SED navigation bar go to SED home page go to Dataplot home page go to NIST home page SED Home Page SED Contacts SED Projects SED Products and Publications Search SED Pages
Dataplot Vol 1 Auxiliary Chapter

BEST CP

Name:
    BEST CP
Type:
    Analysis Command
Purpose:
    Performs a best CP analysis.
Description:
    In multilinear regression, a common task is to determine the "best" set of independent variables to use in the fit. There are three basic approaches to this problem:

    1. Perform all regressions and pick the best candidate models from this list. This is called "all subsets" regression.

    2. Start with the independent variable that provides the best fit for models containing only one independent variable. Then at each step, add one more independent variable from the remaining variables that provides the most improvement in the fit. Continue until adding an additional variable results in no significant improvement in the model. This is called "forward stepwise" regression.

    3. "Backward stepwise" regression is similar to forward stepwise regression. However, instead of starting with one independent variable and adding one at each stage, the initial model contains all the independent variable. Then one variable is deleted at each stage until the best model is reached.

    There can be some variations in the above approaches. For example,

    1. Different critierion have been proposed for deciding which variable to add/delete at a given step in forward/backward stepwise regression.
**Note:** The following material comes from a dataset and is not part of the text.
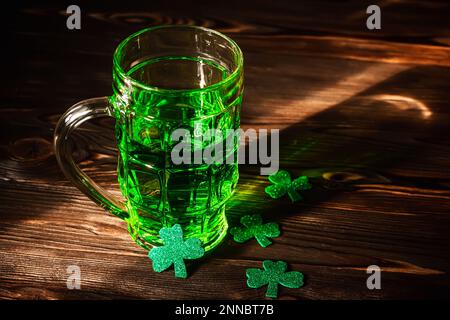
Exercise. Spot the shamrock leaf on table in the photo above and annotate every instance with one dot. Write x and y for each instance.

    2. Different criterion have been proposed for deciding when to quit adding/deleting variables in forward/backward stepwise regression.

    3. Some algorithms allow an entered variable to be removed at a later step.

    The choice of these critierion is complicated by the fact that adding additional variables will always increase the R2 of the fit (or at least not decrease it). However, including too many variables increases multicolinearity which results in numerically unstable models (i.e., you are essentially fitting noise). In addition, the model becomes more complex than it needs to be. A number of critierion have been proposed that attempt to balance maximizing the fit while trying to protect against overfitting.

    All subsets regression is the preferred algorithm in that it examines all models. However, it can be computationally impractical to perform all subsets regression when the number of independent variables becomes large. The primary disadvantage of forward/backward stepwise regression is that it may miss good candidate models. Also, they pick a single model rather than a list of good candidate models that can be examined closer.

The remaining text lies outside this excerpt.